Now and again through the evening calm comes the sound of a powerful petrol motor, and soon afterwards the streets are filled with a thick grey cloud. This is insecticide, and they are fumigating against the mosquito Aedes aegypti. Aedes is one of the banes of mankind, in many ways, but the worry here is Dengue fever.
Dengue is a virus, and causes fever, joint pains and, even sometimes hemorrhage and death. It is incredibly common in tropical regions around the world, with about 50 million cases a year. You can´t catch it by shaking hands, or sneezing or eating the wrong foods, it has to be transmitted blood to blood, which in practice means the bite of a female mosquito of the Aedes genus.

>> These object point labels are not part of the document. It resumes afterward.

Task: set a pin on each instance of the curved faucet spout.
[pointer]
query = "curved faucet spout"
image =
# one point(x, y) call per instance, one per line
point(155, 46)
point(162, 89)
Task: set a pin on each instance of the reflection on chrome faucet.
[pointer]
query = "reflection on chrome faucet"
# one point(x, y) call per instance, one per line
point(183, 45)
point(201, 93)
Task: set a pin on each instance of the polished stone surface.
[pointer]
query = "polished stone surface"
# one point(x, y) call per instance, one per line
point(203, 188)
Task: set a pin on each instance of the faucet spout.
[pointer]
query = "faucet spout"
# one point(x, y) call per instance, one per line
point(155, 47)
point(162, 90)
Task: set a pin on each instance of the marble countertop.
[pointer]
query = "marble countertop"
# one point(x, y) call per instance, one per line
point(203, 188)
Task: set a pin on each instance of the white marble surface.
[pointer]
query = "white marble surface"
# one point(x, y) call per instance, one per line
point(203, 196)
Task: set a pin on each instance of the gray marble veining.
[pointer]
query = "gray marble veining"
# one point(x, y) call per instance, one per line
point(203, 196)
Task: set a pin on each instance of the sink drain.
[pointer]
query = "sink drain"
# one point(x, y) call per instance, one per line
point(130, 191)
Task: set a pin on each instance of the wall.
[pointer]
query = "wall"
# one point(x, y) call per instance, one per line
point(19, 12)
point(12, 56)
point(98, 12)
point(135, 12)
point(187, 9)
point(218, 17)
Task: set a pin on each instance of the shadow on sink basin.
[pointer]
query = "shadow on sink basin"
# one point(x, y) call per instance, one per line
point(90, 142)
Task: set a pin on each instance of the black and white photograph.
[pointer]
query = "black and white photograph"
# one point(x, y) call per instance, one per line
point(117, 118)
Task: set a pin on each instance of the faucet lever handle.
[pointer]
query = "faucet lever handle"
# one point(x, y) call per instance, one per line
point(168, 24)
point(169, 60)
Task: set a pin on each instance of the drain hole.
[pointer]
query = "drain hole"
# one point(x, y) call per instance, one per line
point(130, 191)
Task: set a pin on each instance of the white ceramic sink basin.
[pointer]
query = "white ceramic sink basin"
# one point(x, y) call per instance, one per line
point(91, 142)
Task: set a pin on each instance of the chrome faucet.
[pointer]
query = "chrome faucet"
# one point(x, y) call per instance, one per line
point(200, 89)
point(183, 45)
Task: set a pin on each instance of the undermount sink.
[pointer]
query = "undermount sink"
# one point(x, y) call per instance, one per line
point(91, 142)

Hence the attempt to eradicate this little pest.
But does this really have anything to do with the Mata Atlantica? It´s not just the mosquito bite that causes a disease, there has to have been someone infectious to infect the insect. Or something infectious. Some animals act as reservoirs for human diseases, the sylvan equivalent of typhoid Mary. Yellow fever, for example, is notorious for infecting primate populations, so lumberjacks clearing forest are often particularly at risk.
In the Americas at least, that was thought not to be the case with Dengue, not least because it is not native here. It was brought over with slaves from Africa and immigrants from Asia, and so is not adapted for local wildlife. However, recent research in French Guyana, the French colony north of Brazil, found viral RNA in quite a few animals, including rodents, marsupials and bats. Several of these, such as the mouse opossum Marmosa murina are found in the Mata Atlantica and the presence of virus in their systems suggests that it is adapting. This is bad news for attempts to eradicate the disease.